Ein Anfang und viel Fleißarbeit

Archivartikel

Stefan Proetel zu dem neuen Angebot der Bürgerbeteiligung

Die Arbeitsgruppe aus Stadträten und Mitarbeitern der Verwaltung hat etwas ebenso Nützliches wie Wichtiges geschaffen. Mit dem Portal zur Bürgerbeteiligung und der üppigen Vorhabenliste verfügt die Stadt nun über ein solides Fundament. Sie erhöht damit ihre Transparenz, vielleicht auch die Lust der Menschen auf Politik. Auf jeden Fall macht sie den Mannheimern ein starkes Angebot: Jeder Bürger kann nun in Sachen Stadtplanung und Stadtentwicklung noch einfacher mitreden. Die Möglichkeit, sich zu beteiligen, ist allerdings nicht unendlich – das liegt in der Natur der Sache. Viele Projekte sind dafür einfach zu komplex.
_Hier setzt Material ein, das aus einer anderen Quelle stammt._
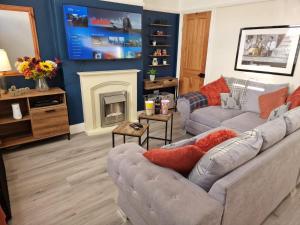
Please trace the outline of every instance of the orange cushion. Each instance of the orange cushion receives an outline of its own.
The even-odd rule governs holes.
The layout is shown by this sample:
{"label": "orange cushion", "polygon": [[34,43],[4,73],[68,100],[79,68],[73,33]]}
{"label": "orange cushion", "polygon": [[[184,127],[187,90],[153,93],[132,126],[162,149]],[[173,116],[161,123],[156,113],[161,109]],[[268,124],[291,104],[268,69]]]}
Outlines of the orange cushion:
{"label": "orange cushion", "polygon": [[195,145],[187,145],[174,149],[152,149],[144,153],[144,156],[162,167],[173,169],[179,173],[189,173],[204,152]]}
{"label": "orange cushion", "polygon": [[234,137],[237,137],[237,133],[232,130],[218,130],[199,139],[195,145],[198,146],[203,152],[207,152],[218,144]]}
{"label": "orange cushion", "polygon": [[285,104],[287,96],[287,87],[259,96],[260,117],[267,119],[273,109]]}
{"label": "orange cushion", "polygon": [[5,214],[0,206],[0,225],[6,225]]}
{"label": "orange cushion", "polygon": [[290,109],[300,106],[300,87],[298,87],[286,100],[290,102]]}
{"label": "orange cushion", "polygon": [[200,93],[207,97],[208,105],[221,105],[220,94],[230,93],[230,89],[224,77],[221,77],[200,88]]}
Den Bürger zum Mitmachen gewinnen und ihm gleichzeitig immer wieder erklären, welche Möglichkeiten er hat (und warum welche nicht) – das ist nun die nächste große Aufgabe. Portal und Liste sind übersichtlich und einfach zu bedienen. Auch das ist lobenswert, aber nur der Anfang eines Prozesses, der vor allem für die Verwaltung Fleißarbeit bedeutet: aktualisieren, moderieren und Bürgern erklären, warum ein Vorschlag vielleicht gut, aber dennoch nicht umsetzbar ist. Nur wer auf diese Weise eingebunden wird, beteiligt sich auch weiterhin und macht für die neuen Möglichkeiten Werbung. Aber Achtung: Verwaltungsbegriffe in der Liste – wie Design-Thinking-Ansatz, freiraumplanerisch, B-Plan, Tragwerksplanung (HOAI, Leistungsphase 3) oder Baureifmachung – hemmen deutlich die Lust, sich zu beteiligen.